02608-A: Identification of Genetic Risk Factors for Primary Closed Angle Glaucoma and Pectinate Ligament Abnormality in the Basset Hound
Grant Status: Open
Primary glaucoma is a painful and blinding disease associated with abnormally high intraocular pressure. Treatment in dogs is usually unsuccessful, and most affected dogs ultimately require removal of their eyes. The most common form of canine primary glaucoma is primary closed angle glaucoma (PCAG) which is significantly associated with pectinate ligament abnormality (PLA), also referred to as pectinate ligament dysplasia (PLD), an abnormality affecting the drainage angle of the eye.

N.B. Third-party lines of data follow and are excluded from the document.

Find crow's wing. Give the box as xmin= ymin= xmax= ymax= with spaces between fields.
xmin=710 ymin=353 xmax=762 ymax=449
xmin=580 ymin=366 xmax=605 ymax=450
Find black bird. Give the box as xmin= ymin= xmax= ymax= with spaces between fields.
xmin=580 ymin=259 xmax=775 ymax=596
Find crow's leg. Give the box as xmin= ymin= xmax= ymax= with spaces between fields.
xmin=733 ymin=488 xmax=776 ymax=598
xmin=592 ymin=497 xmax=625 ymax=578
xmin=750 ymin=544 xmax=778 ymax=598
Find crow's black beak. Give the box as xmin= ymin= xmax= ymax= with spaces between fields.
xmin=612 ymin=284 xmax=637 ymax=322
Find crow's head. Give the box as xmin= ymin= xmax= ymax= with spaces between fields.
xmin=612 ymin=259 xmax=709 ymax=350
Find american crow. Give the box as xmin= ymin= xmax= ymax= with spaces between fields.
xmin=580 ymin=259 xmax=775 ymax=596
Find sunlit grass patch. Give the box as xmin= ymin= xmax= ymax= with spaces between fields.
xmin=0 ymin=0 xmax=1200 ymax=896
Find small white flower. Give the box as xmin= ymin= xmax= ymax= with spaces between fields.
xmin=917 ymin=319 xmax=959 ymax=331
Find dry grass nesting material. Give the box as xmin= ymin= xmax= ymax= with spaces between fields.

PCAG and PLA are prevalent in several breeds, and PLA is highly heritable. Not all dogs with PLA develop glaucoma, however, indicating that the inheritance of PCAG is complex. This complex inheritance and the progressive nature of PLA mean that breeding strategies based on ophthalmic examinations alone are unlikely to be sufficient to eliminate the disease. PCAG and PLA appear to be prevalent in the Basset Hound (BH) both in Europe and the U.S. Two genetic regions have been identified in the BH which are strongly associated with PCAG but not with PLA in European and USA BH dogs. This study will sequence the genomes of European and USA BH dogs with PCAG and PLA to identify variants that segregate with PCAG (and not PLA). Follow-up on PCAG candidate variants in large cohorts of European and USA BH will be performed to confirm association with disease in the breed. The ultimate aim is to develop DNA tests for PCAG in the BH that will reduce disease prevalence when used in parallel with breed-specific guidance for breeders while simultaneously allowing for breeding of BH with PLA that are not at risk of PCAG.